Koreans are highly detailed and crafty people. I pay great attention to the details such as edges, subtle color shifts, and line qualities in my work. Most of all, the surfaces in my work through the nearly perfectly parallel brush strokes are in lineage to the great Dansaekhwa artists such as Ha Chong-hyun, Lee Ufan, and Park Seo-Bo whom also pay significant spirit and soul into each marks through the paint brush or other tools.
KK: Can you tell me more about your process?
MK: Most of my ‘Straight Edge Painting’ and ‘Loose Edge Painting’ are freestyle without much preparatory drawing work.

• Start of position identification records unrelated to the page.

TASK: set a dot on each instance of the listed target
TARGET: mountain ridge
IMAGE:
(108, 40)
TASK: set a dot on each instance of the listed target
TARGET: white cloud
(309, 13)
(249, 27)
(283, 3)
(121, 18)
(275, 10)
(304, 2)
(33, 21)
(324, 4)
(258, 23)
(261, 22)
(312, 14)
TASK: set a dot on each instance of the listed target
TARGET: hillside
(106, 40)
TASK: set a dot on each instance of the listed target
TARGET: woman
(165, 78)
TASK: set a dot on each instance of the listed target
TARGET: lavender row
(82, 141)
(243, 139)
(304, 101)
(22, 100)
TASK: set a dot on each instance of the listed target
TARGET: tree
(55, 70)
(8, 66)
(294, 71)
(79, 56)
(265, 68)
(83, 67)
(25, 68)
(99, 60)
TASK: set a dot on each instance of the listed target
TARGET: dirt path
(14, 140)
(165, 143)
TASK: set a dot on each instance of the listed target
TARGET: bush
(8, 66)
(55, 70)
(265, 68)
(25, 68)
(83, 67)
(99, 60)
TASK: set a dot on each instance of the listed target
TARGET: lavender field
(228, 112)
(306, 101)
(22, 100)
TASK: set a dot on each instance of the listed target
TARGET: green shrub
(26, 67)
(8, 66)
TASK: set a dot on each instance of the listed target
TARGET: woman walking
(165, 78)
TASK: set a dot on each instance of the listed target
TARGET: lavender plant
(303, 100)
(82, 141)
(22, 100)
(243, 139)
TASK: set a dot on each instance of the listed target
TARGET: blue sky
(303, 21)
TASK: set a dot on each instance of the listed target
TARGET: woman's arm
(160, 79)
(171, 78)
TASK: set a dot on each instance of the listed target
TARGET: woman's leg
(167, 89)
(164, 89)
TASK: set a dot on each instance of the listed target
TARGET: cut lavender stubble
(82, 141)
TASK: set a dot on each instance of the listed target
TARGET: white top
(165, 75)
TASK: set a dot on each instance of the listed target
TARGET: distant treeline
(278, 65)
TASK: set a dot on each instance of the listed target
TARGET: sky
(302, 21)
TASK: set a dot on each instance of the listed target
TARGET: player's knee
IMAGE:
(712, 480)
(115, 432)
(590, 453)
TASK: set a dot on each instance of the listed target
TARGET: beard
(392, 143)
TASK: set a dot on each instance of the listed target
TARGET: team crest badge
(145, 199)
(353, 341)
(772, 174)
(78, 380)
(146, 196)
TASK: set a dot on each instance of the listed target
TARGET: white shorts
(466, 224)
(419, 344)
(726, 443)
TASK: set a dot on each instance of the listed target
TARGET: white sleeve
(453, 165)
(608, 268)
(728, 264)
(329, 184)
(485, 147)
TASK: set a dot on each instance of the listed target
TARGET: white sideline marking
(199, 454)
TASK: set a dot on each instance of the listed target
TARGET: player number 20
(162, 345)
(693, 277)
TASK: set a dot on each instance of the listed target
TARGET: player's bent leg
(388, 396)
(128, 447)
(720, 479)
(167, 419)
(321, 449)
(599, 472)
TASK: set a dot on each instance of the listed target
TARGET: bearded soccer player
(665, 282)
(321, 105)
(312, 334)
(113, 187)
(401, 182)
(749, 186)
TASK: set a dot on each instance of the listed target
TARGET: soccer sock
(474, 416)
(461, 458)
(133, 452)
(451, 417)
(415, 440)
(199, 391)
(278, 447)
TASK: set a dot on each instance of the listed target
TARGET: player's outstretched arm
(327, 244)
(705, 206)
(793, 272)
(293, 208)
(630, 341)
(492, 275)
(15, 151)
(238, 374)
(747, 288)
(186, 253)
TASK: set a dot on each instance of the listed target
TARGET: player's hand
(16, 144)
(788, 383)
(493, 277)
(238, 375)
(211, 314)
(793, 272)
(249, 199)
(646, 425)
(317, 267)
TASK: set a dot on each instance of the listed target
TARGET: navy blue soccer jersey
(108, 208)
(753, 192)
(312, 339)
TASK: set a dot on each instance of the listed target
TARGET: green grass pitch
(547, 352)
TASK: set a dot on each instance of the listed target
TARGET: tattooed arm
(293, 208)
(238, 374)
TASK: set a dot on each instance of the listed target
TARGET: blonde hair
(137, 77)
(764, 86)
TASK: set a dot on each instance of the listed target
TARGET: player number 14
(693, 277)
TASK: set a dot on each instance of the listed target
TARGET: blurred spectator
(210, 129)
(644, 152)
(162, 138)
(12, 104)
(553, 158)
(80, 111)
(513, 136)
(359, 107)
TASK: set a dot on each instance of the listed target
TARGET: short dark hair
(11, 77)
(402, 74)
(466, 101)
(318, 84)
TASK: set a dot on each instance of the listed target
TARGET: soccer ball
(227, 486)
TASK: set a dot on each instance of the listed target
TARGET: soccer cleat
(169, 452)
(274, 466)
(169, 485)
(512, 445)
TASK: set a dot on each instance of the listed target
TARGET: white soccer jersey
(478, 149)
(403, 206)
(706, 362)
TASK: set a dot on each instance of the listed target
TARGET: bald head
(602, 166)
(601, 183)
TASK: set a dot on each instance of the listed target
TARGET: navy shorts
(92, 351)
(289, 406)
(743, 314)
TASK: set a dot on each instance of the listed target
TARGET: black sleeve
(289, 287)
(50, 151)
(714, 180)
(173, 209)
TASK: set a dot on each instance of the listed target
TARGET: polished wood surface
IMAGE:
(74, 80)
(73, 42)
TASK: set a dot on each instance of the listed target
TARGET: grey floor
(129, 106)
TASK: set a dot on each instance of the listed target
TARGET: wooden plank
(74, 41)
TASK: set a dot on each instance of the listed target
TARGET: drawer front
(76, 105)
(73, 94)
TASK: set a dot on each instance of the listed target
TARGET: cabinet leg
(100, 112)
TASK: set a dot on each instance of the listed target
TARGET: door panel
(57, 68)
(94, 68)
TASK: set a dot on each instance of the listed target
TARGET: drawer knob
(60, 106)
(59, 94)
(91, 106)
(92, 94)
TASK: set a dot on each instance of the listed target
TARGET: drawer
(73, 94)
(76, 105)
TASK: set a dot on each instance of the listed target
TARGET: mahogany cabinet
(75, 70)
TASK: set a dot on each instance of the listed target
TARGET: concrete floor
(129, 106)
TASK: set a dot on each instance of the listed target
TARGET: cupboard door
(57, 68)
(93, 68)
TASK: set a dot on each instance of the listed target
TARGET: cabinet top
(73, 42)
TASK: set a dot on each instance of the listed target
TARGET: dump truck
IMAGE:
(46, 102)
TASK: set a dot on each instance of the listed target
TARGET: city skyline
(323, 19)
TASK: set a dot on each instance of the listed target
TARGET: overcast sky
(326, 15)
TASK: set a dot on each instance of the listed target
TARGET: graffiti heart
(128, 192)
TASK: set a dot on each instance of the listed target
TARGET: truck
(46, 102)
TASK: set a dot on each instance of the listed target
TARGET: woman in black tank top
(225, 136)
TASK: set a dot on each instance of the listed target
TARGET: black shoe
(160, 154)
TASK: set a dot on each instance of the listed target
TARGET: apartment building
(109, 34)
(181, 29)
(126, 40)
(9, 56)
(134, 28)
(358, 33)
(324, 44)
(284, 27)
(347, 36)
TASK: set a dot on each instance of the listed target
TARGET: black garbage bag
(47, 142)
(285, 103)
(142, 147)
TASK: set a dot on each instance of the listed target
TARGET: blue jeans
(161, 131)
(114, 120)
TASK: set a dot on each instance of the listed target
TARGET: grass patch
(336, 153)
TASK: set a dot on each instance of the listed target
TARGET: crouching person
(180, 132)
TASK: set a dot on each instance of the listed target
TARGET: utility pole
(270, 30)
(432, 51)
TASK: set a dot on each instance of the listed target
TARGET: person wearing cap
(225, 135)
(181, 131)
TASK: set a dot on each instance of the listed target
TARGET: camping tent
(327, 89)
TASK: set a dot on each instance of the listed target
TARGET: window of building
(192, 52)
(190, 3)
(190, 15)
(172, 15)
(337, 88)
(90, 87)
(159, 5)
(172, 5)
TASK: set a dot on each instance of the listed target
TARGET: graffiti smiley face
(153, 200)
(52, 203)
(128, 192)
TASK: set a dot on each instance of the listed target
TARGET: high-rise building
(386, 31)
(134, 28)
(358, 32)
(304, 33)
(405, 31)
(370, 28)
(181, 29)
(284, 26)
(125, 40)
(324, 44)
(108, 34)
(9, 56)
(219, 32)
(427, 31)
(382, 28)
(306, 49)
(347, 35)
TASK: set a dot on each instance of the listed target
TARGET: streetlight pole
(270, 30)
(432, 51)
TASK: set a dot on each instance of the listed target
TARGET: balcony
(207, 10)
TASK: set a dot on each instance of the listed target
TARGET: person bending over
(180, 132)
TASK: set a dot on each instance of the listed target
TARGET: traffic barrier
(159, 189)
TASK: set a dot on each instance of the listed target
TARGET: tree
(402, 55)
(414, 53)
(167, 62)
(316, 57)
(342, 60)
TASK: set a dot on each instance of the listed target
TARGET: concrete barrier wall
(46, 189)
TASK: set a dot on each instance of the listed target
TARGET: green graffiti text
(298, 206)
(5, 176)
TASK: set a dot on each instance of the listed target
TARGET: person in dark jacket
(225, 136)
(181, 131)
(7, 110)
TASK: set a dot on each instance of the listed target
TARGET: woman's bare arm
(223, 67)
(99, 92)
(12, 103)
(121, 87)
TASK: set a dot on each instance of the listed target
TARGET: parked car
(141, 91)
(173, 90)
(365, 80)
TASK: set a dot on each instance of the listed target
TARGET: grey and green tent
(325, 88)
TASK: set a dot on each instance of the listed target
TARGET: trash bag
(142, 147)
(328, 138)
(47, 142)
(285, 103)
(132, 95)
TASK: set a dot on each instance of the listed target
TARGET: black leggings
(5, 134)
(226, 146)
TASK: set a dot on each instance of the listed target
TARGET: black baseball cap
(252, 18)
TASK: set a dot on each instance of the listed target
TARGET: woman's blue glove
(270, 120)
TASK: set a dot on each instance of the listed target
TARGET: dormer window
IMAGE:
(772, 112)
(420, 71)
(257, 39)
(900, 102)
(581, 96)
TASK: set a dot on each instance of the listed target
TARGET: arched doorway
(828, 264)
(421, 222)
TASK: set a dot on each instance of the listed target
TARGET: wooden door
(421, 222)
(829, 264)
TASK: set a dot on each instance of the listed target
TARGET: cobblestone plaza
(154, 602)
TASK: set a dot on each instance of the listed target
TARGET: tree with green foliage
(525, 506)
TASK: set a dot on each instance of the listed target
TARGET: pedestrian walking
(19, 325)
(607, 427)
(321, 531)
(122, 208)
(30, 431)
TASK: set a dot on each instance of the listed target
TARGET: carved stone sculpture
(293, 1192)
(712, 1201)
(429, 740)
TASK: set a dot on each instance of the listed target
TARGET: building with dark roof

However, recently, I am trying to work on small drawings or paintings before translating them to larger canvas. However, my ‘Photograph Paintings’ are based on the photos I took or other reference photos that I already know how the paintings would look or feel by the end of the process.
KK: What has been one of your artistic breakthroughs?
MK: One of my artistic breakthroughs might have happened when I was in graduate school as a sculpture major. I was desperate to find my own voice and interest in the vast scope of contemporary art and art history. I’ve tried photorealistic paintings to rough abstract gestural paintings and from realistic portraits of figure sculpture to minimalistic architecture inspired sculpture. In my 2nd year of school, I learned to trust the process and to not be afraid to destroy a work.
KK: What do you do when you’re feeling stuck?
MK: I go see other exhibitions in the city or get out of NYC, being in nature. In reality, feeling stuck is normal and inevitable. I feel that sometimes the best way is just keep working and fight through it.
KK: I find the idea of artists building their own art historical “archives” and looking at the works of other artists fascinating. What is one artwork that you can always return to?
MK: I can’t really think of one work off the top of my head that I always return to. However, at least once a year or every few months, I return to the works by Picasso, Matisse, and Richard Diebenkorn. These artists have a share interested in synthesizing nature and abstraction. They all have a solid background in working from observation and drawing inspiration from nature.
KK: What is the best piece of advice you would give to another young artist?
MK: Stay patient and try to support other artists. These are two things that I find quite valuable over the past 10 years of practicing as a young artist. Above all, it is the most important to work hard and as much as you can. Try to be honest with yourself and to know yourself. These sound all too cliche but some of these are what I am reminding myself lately. Making art and being an artist is a marathon.